Run vectorizers using pgai vectorizer worker

When you install pgai on Timescale Cloud or another cloud installation, you use scheduling to control the times when vectorizers are run. A scheduled job detects whether work is to be done for the vectorizers. If there is, the job runs the cloud function to embed the data.

When you have defined vectorizers on a self-hosted Postgres installation, you use vectorizer worker to asynchronously processes them. By default, when you run pgai vectorizer worker, it loops over the vectorizers defined in your database and processes each vectorizer in turn.

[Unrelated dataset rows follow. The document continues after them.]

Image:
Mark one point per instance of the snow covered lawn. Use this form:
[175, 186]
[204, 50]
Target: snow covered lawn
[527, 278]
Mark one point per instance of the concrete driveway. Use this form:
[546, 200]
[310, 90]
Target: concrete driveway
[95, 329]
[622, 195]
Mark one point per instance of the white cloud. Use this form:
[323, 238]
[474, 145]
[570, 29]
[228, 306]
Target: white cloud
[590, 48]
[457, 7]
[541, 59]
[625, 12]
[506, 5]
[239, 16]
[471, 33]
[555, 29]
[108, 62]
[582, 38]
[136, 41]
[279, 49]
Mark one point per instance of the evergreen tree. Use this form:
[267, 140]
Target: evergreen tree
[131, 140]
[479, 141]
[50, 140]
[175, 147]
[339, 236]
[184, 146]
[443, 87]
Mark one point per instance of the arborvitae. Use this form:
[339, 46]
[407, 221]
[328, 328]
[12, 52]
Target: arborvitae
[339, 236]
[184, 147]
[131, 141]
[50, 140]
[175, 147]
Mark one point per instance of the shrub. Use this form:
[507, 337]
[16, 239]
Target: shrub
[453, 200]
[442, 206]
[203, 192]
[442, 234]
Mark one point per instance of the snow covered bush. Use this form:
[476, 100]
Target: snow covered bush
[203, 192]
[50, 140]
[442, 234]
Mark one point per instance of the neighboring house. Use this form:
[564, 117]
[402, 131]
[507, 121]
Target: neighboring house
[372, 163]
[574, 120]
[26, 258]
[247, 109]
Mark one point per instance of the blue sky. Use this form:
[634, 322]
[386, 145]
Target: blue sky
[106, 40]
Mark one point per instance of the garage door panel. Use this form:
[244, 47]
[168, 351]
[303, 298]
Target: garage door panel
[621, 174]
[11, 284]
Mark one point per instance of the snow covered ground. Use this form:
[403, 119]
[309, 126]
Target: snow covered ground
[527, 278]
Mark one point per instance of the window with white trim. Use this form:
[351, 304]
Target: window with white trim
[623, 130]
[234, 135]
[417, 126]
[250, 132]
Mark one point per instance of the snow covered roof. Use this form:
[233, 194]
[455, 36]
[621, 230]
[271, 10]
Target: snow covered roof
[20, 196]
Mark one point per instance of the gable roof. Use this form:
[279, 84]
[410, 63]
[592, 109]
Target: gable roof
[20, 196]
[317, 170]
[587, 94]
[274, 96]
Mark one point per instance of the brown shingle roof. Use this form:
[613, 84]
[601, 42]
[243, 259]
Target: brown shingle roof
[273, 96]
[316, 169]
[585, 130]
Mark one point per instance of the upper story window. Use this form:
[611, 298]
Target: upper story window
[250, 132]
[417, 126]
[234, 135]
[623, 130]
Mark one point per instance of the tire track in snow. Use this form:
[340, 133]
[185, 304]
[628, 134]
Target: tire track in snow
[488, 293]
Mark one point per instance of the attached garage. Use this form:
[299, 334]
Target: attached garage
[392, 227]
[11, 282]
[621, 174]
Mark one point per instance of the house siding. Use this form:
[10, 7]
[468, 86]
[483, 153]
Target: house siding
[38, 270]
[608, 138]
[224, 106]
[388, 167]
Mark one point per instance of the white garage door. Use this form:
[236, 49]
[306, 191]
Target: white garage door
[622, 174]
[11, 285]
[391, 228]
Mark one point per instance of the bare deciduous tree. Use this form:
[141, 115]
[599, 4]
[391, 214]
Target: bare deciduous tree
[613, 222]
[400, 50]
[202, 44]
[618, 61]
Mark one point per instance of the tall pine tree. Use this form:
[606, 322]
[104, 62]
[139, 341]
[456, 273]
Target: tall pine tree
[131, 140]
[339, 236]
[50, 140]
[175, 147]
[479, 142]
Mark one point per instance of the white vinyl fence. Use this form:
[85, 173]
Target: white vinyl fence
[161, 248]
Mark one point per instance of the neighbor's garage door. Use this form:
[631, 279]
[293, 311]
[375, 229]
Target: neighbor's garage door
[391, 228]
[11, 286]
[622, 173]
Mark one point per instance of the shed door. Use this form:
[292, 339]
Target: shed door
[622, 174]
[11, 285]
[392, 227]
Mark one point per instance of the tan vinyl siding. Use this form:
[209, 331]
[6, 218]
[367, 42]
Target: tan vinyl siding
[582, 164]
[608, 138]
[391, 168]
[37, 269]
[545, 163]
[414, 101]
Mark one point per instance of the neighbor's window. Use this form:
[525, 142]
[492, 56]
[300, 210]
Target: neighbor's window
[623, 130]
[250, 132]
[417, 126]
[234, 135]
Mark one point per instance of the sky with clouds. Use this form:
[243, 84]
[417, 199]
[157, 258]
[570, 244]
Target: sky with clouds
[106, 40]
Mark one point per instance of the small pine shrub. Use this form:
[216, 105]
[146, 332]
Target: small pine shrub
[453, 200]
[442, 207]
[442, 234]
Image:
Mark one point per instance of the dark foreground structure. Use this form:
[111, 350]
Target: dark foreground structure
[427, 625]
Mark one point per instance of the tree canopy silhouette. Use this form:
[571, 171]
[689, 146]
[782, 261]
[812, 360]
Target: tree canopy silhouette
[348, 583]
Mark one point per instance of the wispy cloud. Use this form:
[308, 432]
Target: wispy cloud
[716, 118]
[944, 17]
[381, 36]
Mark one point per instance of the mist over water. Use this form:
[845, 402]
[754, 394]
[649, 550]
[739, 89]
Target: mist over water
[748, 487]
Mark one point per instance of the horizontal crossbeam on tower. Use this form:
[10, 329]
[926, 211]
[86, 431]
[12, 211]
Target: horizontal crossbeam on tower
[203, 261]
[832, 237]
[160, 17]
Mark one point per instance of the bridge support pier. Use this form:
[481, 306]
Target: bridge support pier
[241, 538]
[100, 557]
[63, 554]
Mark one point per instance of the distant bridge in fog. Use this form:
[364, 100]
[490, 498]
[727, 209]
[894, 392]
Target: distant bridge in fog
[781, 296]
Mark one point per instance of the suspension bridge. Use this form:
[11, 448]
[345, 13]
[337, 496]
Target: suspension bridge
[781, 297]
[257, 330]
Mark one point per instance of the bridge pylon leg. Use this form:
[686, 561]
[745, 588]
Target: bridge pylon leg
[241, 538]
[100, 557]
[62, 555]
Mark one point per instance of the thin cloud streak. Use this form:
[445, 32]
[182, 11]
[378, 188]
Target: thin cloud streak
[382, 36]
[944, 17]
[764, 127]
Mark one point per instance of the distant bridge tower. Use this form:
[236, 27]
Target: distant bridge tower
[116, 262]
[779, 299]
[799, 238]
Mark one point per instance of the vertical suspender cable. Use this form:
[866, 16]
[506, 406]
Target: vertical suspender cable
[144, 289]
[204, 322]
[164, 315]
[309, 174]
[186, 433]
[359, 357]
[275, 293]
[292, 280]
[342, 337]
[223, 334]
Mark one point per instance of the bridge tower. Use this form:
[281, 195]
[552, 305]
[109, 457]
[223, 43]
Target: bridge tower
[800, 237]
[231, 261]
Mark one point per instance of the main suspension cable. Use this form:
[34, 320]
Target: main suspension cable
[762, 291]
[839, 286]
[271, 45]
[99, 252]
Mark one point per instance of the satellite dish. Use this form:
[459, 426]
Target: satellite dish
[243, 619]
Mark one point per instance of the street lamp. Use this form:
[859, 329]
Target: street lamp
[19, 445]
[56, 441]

This page shows you how to install, run, and manage the workers that run vectorizers in your database:

Install and configure vectorizer worker: setup the environment to securely run vectorizers defined in a self-hosted Postgres environment
Run vectorizers with vectorizer worker: run specific vectorizers in your database as either single, parallel or concurrent tasks
Set the time between vectorizer worker runs: manage run scheduling
Additional configuration via environment variables an overview of the environment variables and their purpose

Prerequisites

To run vectorizer workers, you need to:

Install:
- Container environment: Docker
- Local environment: Python3 and pip
- All environments: A Postgres client like psql
Create a key for your AI provider:
- OpenAI
- Voyage AI

Install and configure vectorizer worker

To be able to run vectorizers in your self-hosted database, use one of the following setups:

End-to-end vectorizer worker with Docker Compose: a Docker Compose configuration with a database instance and pgai vectorizer worker
Standalone vectorizer worker with Docker: a Docker image you use to run vectorizers on any self-hosted Postgres database with the pgai extension activated
Install vectorizer worker as a python package: install pgai as a python package so you can run vectorizers on any self-hosted Postgres database with the pgai extension activated

End-to-end vectorizer worker with Docker Compose

The end-to-end vectorizer worker is a batteries-included Docker Compose configuration which you use to test pgai, vectorizers and vectorizer worker locally. It includes a:

local Postgres instance with pgai installed,
Ollama embedding API service
pgai vectorizer worker

On your local machine:

Copy the following configuration into a file named compose.yaml

name: pgai
services:
  db:
    image: timescale/timescaledb-ha:pg17
    environment:
      POSTGRES_PASSWORD: postgres
    ports:
      - "5432:5432"
    volumes:
      - data:/var/lib/postgresql/data
  vectorizer-worker:
    image: timescale/pgai-vectorizer-worker:v0.2.1
    environment:
      PGAI_VECTORIZER_WORKER_DB_URL: postgres://postgres:postgres@db:5432/postgres
      OLLAMA_HOST: http://ollama:11434
    command: [ "--poll-interval", "5s" ]
  ollama:
    image: ollama/ollama
volumes:
  data:

Start the services locally
```
 docker compose up -d
```
Connect to your self-hosted database
- Docker: docker compose exec -it db psql
- psql: psql postgres://postgres:postgres@localhost:5432/postgres

Standalone vectorizer worker with Docker

The timescale/pgai-vectorizer-worker docker image supplies the pgai vectorizer worker. You use this image to run vectorizers on any self-hosted Postgres database that has the pgai extension activated.

On your local machine:

Run the vectorizer worker

For self-hosted, you run a pgai vectorizer worker to automatically create embedding from the data in your database using vectorizers you defined previously.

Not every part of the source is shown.